Professor e advogada são condenados por venda de anabolizantes em Uberlândia

Casal foi denunciado pelo MPF após diversos produtos serem apreendidos com o personal trainer; denúncia é de 2014

CAROLINE ALEIXO
Código Penal prevê como crime a importação, comercialização e depósito de medicamentos sem licença | Foto: Anvisa/Divulgação
O professor de Educação Física Júlio César da Cruz Seger e a namorada dele, a advogada Graciele de Araújo Rodrigues, foram condenados pela Justiça Federal de Uberlândia por comercializarem anabolizantes e medicamentos ilegais na cidade. A sentença é do mês passado e foi divulgada pelo Ministério Público Federal (MPF) nesta quarta-feira (13).

A sentença em primeira instância foi proferida pela 1ª Vara Federal de Uberlândia, que condenou o professor a sete anos de prisão em regime semiaberto e a mulher a dois anos de reclusão. Contudo, no caso da advogada o juiz converteu em duas penas restritivas de direitos para que ela preste serviços à comunidade, além de efetuar o pagamento de prestação pecuniária no valor total de R$ 7,2 mil.

O Diário de Uberlândia entrou em contato com a advogada de defesa de 
Graciele, que informou que ainda não foi notificada da sentença. O advogado de Júlio também foi procurado pelo telefone, mas as ligações não foram atendidas. A reportagem deixou mensagem na caixa postal e aguarda retorno. 

O casal foi denunciado pelo MPF depois que Júlio foi preso em flagrante por importar e manter em depósito anabolizantes e outros medicamentos sem o registro exigido pela vigilância sanitária.  Graciele, por sua vez, foi acusada por ter conhecimento das atividades ilícitas realizadas pelo namorado e efetuar dois depósitos na conta bancária indicada pelo fornecedor dos produtos ilegais.

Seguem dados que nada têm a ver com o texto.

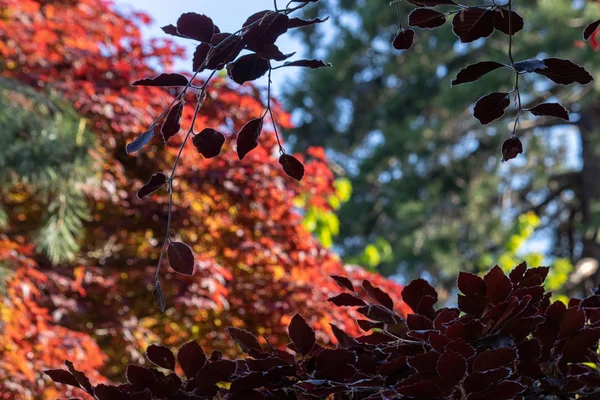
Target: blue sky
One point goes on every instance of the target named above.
(229, 15)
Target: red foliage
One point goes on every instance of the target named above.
(256, 265)
(515, 345)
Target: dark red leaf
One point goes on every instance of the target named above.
(431, 3)
(573, 320)
(497, 285)
(501, 21)
(216, 371)
(83, 380)
(209, 142)
(590, 29)
(418, 322)
(161, 356)
(474, 72)
(246, 340)
(517, 273)
(470, 284)
(479, 380)
(550, 110)
(491, 107)
(299, 22)
(163, 80)
(292, 166)
(378, 295)
(404, 39)
(473, 23)
(343, 282)
(195, 26)
(451, 367)
(301, 335)
(564, 72)
(347, 300)
(505, 390)
(497, 358)
(312, 64)
(247, 68)
(247, 138)
(264, 27)
(156, 182)
(511, 148)
(62, 376)
(415, 291)
(139, 141)
(344, 340)
(426, 18)
(171, 125)
(529, 65)
(181, 258)
(191, 358)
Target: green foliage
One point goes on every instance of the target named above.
(426, 176)
(46, 152)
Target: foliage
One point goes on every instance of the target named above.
(426, 177)
(255, 265)
(506, 340)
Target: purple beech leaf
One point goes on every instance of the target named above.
(181, 258)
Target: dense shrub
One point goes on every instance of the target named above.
(506, 340)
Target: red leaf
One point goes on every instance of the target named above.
(475, 71)
(216, 371)
(473, 23)
(431, 3)
(171, 125)
(491, 107)
(163, 80)
(404, 39)
(343, 282)
(245, 339)
(426, 18)
(564, 72)
(379, 295)
(191, 358)
(418, 322)
(84, 382)
(301, 335)
(312, 64)
(451, 367)
(498, 358)
(550, 110)
(195, 26)
(346, 299)
(299, 22)
(501, 21)
(161, 356)
(247, 138)
(511, 148)
(590, 29)
(181, 258)
(156, 182)
(247, 68)
(209, 142)
(292, 166)
(497, 285)
(415, 291)
(62, 376)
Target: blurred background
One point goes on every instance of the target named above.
(401, 181)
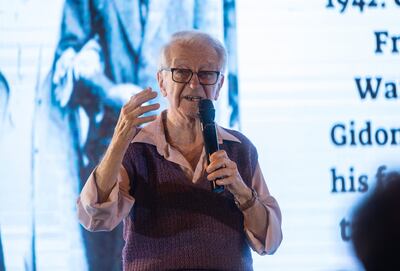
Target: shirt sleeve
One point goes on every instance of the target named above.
(273, 237)
(105, 216)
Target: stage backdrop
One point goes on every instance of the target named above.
(314, 85)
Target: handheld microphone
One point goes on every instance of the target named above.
(207, 115)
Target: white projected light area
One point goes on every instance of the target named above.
(319, 99)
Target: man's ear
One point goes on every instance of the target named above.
(161, 82)
(219, 86)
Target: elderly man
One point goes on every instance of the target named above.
(156, 178)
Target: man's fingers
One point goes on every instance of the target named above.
(218, 155)
(142, 120)
(140, 98)
(220, 173)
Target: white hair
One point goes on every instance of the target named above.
(192, 37)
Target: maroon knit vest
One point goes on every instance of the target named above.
(176, 224)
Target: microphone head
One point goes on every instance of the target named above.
(206, 111)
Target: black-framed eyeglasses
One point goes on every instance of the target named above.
(185, 75)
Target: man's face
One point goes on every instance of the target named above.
(184, 97)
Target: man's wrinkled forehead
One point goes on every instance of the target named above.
(193, 54)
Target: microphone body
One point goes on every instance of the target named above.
(207, 115)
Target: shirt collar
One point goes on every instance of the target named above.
(153, 133)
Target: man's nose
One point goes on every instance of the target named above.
(194, 81)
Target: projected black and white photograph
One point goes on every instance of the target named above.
(199, 135)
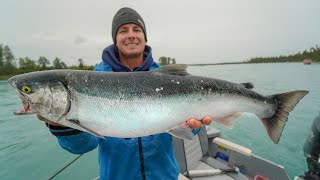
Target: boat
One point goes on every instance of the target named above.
(210, 156)
(307, 61)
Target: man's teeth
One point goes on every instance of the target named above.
(131, 44)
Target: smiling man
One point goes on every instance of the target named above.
(149, 157)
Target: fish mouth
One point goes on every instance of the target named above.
(26, 106)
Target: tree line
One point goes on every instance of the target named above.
(313, 53)
(9, 65)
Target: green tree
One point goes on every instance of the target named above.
(81, 63)
(58, 64)
(43, 62)
(8, 57)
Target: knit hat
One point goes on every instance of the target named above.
(124, 16)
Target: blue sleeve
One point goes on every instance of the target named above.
(73, 140)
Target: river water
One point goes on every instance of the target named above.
(29, 151)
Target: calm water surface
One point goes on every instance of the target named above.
(29, 151)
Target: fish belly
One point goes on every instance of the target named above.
(142, 117)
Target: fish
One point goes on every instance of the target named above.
(136, 104)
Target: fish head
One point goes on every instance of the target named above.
(41, 94)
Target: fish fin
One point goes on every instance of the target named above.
(77, 123)
(228, 121)
(173, 69)
(286, 102)
(182, 131)
(248, 85)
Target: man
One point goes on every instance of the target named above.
(150, 157)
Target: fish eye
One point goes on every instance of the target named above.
(26, 89)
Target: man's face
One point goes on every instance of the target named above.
(130, 40)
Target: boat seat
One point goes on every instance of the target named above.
(193, 155)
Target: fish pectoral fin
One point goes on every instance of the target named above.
(286, 102)
(182, 131)
(248, 85)
(228, 121)
(77, 123)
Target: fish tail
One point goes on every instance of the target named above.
(286, 102)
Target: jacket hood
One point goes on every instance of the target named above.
(110, 56)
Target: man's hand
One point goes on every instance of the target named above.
(194, 123)
(41, 118)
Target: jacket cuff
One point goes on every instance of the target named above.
(62, 131)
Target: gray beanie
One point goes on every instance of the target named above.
(124, 16)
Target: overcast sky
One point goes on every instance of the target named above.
(192, 31)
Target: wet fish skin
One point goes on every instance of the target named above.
(142, 103)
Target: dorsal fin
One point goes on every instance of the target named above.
(173, 69)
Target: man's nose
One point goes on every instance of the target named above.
(131, 34)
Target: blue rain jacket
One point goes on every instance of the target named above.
(150, 157)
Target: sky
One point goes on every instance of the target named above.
(192, 32)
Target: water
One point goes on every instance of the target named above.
(29, 151)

Segundo a denúncia, ela ainda chegou a usar o próprio carro para ir até a empresa transportadora para recebimento da encomenda contendo os produtos que seriam comercializados.

FLAGRANTE
Entre as provas anexadas ao processo estavam diálogos via WhatsApp no celular de Júlio, com recebimento de pedidos das substâncias, além da apreensão de grande quantidade de produtos e o depoimento de um cliente confirmando que já havia comprado anabolizante do réu.

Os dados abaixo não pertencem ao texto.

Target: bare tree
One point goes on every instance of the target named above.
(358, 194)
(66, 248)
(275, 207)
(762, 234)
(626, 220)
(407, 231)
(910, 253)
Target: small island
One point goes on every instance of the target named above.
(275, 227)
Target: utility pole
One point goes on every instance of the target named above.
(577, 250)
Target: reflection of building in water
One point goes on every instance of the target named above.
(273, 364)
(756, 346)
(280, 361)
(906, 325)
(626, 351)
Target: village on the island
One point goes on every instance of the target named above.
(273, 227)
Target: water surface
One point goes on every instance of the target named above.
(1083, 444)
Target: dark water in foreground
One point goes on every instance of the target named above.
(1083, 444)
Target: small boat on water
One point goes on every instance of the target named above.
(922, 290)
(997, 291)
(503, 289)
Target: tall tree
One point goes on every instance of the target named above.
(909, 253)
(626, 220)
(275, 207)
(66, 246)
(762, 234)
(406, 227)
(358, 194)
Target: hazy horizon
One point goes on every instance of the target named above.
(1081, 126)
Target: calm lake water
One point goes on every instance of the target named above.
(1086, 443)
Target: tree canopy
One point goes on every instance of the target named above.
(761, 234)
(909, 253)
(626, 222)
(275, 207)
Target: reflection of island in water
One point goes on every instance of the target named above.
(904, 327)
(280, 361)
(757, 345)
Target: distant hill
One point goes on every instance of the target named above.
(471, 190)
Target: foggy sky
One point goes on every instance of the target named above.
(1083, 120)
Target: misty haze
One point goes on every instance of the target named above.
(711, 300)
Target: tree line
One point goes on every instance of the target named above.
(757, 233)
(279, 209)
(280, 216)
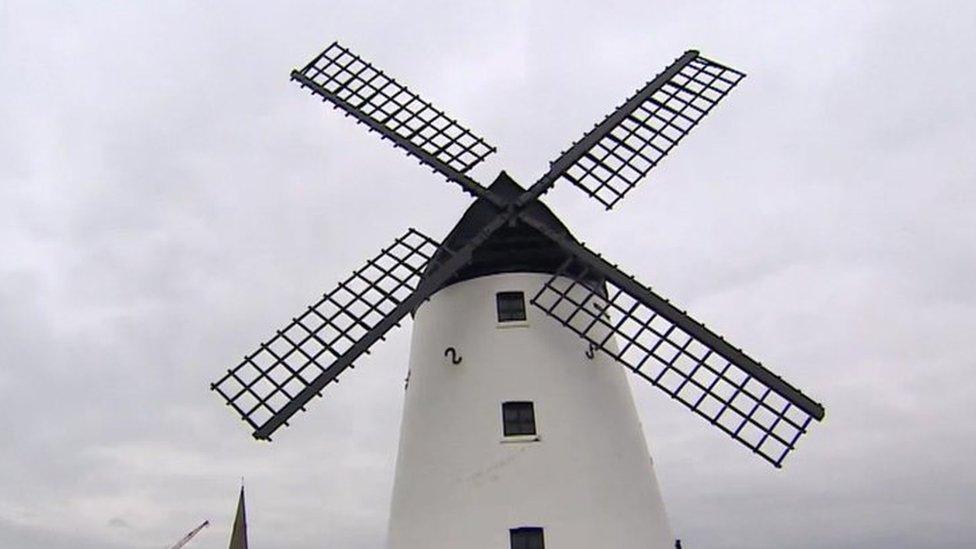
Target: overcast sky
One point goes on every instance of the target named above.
(168, 198)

Uma operação conduzida pela Força Integrada de Combate ao Crime Organizado (FICCO) em 2014, que resultou na prisão em flagrante do autor, recebeu informações de que Júlio adquiria e revendia na cidade drogas sintéticas e anabolizantes que vinham do Paraguai.  

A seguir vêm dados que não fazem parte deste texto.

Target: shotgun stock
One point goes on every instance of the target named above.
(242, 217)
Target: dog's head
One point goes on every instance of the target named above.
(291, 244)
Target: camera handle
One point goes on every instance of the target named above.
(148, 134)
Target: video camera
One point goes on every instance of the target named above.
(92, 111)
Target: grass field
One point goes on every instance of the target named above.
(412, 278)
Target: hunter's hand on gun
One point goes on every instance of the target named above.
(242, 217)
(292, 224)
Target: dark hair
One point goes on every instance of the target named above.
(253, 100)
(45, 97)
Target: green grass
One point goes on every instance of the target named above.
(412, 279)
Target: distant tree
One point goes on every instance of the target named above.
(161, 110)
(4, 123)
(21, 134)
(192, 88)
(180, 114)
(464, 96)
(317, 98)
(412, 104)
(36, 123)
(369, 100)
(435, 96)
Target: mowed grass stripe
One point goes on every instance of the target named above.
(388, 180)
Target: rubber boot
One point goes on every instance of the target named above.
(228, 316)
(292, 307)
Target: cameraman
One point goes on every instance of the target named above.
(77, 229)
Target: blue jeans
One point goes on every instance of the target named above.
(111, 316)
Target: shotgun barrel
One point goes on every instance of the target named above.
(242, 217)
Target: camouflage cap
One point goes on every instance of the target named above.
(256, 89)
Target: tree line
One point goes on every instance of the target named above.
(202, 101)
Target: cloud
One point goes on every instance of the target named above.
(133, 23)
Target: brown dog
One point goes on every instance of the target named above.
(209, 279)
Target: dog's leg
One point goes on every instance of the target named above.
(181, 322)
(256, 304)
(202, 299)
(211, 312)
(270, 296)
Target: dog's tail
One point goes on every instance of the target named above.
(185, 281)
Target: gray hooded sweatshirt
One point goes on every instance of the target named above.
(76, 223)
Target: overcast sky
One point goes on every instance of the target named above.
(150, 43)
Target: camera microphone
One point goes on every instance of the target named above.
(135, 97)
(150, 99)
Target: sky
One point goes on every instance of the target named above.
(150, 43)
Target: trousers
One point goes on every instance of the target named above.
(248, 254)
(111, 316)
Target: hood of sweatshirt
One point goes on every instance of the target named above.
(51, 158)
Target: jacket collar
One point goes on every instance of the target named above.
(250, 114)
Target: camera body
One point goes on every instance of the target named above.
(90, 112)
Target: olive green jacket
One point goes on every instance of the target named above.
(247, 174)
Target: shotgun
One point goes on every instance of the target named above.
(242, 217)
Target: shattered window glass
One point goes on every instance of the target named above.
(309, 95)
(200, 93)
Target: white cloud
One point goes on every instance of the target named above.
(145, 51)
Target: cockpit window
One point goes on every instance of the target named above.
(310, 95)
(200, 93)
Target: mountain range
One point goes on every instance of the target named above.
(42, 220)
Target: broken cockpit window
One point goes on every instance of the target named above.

Na época, a Polícia Militar foi até uma transportadora que ficava no bairro Martins e abordou o casal no momento em que recebia uma encomenda com diversos medicamentos ilegais.

Houve ainda cumprimento de mandados de busca e apreensão na academia em que ele trabalhava como personal trainer, situada no bairro Cidade Jardim, onde os policiais apreenderam mais remédios e anabolizantes guardados no armário dele.

Na casa dele, no Morada da Colina, também foram encontrados mais remédios e anabolizantes. Ao ser conduzido até a Delegacia da Polícia Federal junto aos materiais apreendidos, Júlio confessou o crime e contou que, em 2012, esteve no Paraguai e conheceu uma pessoa que ofereceu alguns suplementos, remédios e anabolizantes para serem revendidos no Brasil.

Disse ainda que, por meio do Whatsapp, recebeu a mensagem do fornecedor informando que as mercadorias poderiam ser enviadas ao denunciado por meio de transportadora e que o pagamento seria na forma de depósito prévio em conta bancária.

Consta no processo que o réu pediu que as encomendas fossem enviadas no nome da irmã dele, que era menor de idade, uma vez que ele acreditava que se os produtos fossem apreendidos não haveria “problema com a polícia e a justiça".

SENTENÇA
O juiz federal Lincoln Rodrigues de Faria acatou aos pedidos da denúncia da Procuradoria da República e condenou os dois por crime contra a saúde pública previsto no Artigo 273 do Código Penal, que dispõe sobre a  importação, comercialização e depósito de medicamentos irregulares.

Ao expedir a sentença, o juiz considerou que as circunstâncias do crime destoaram da normalidade uma vez que o réu aproveitava da profissão de personal trainer e do ambiente de trabalho para comercialização dos anabolizantes aos alunos, além de a ré ser advogada mesmo que não participasse diretamente da comercialização dos produtos.

“As circunstâncias judiciais [...] não são totalmente favoráveis à ré, pois a culpabilidade deve ser considerada intensa, eis que é possuidora de graduação superior em Direito e exerce a atividade da advocacia”.

Os réus podem recorrer em instância superior.